The center’s array of services includes a team of Holocaust educators and survivor speakers who visit schools across the state, a library with an impressive collection of books and films on the Holocaust, and middle-and-high-school-level “Holocaust Materials Trunks.” So too, it offers teachers with seminars and workshops exploring different aspects of the Holocaust, and for the wider community it provides public lectures, commemoration ceremonies and an annual film series.”

“We want to offer high quality instruction that will educate our student community on one of the most horrific moments in the history of mankind in order to ensure the kind of industrial death machine, implemented by the Nazis to destroy European Jews and other enemies, will never materialize again,” Pilnik said.

He is currently working with UW Oshkosh to plan a March 2015 educational seminar at UW Oshkosh designed for middle and high school teachers in the Fox Valley region. Dubbed “The Slippery Sloped of Racism and Hatred:  Understanding the fundamentals of the Nazi Propaganda Machine,” the “teacher’s training seminar” will offer guest lectures by UW Oshkosh faculty and a guest speaker, a session on Holocaust education and a film screening.

During UW Oshkosh’s spring 2015 interim session, Pilnik will also travel with UW Oshkosh Department of Political Science Professor Michael Jasinski and students to Germany and Poland for a six-credit study abroad experience and course.

“The objective of the program is to give the participants a comprehensive understanding of the Holocaust, as well as the political conditions prevalent in Europe in the late 19th and early 20th centuries that ultimately led to it,” Pilnik said. “The program will also concern itself with the politics of the contemporary European Union to examine the impact of the Holocaust on European integration and the resurgence of nationalism across Europe in the wake of the financial crisis of 2008.”

Jasinski said the value of such study-abroad experiences for students is priceless.

“If I could, I’d teach every class in the study abroad format,” he said. “There is simply no substitute for putting yourself in another part of the world and experiencing the events, or their historical aftermath and legacy, that you are discussing.”

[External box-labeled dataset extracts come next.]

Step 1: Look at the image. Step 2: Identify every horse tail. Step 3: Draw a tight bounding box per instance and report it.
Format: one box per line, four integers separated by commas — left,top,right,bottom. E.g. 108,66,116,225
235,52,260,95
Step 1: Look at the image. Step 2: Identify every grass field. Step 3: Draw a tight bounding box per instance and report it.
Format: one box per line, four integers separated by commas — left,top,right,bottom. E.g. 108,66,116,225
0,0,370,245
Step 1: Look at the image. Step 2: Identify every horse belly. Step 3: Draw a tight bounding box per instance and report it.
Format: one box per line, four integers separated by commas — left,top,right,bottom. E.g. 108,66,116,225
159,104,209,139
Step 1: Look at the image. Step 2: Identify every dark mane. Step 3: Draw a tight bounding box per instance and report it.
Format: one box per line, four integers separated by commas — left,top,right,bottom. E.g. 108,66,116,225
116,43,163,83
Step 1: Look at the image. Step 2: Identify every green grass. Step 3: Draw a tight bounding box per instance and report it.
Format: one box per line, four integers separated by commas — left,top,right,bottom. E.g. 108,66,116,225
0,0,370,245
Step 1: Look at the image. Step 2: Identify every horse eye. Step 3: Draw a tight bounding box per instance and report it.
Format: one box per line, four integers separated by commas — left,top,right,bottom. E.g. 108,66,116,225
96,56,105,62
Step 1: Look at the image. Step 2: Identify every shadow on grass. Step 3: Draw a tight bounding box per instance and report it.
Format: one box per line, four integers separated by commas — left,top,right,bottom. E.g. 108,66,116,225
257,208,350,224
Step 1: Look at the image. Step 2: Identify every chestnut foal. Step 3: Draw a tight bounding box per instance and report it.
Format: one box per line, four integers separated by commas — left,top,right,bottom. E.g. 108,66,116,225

“Moreover, being in an unfamiliar environment heightens one’s senses, making it a fairly intense experience that is not easy to forget,” Jasinski said. “For example, I am working on a research project dealing with genocide and visiting places like Oskar Schindler’s factory, or Auschwitz death camp — places I’ve read about and even visited before. You can’t replace this experience with anything else, whether you are the student or the scholar.”

Other members of the UW Oshkosh faculty are finding ways to pull Pilnik’s expertise and his Center’s stories and lessons of the Holocaust into their classrooms, too.

Pilnik will be visiting fall classes to lead talks on the “History of Antisemitism” and the “Historical Context of the Holocaust,” said UW Oshkosh History Lecturer Jeffrey Pickron.

Pickron, UW Oshkosh LGBTQ Center Director Liz Cannon and Courtney Bauder, of the College of Education and Human Services, are collaborating while teaching six sections of “Intro to Social Justice” within the University Studies Program’s Quest I courses, an honors course and a course for Social Justice minors.

“I know all of these programs will enrich our classes and the first year experiences of our students,” Pickron said.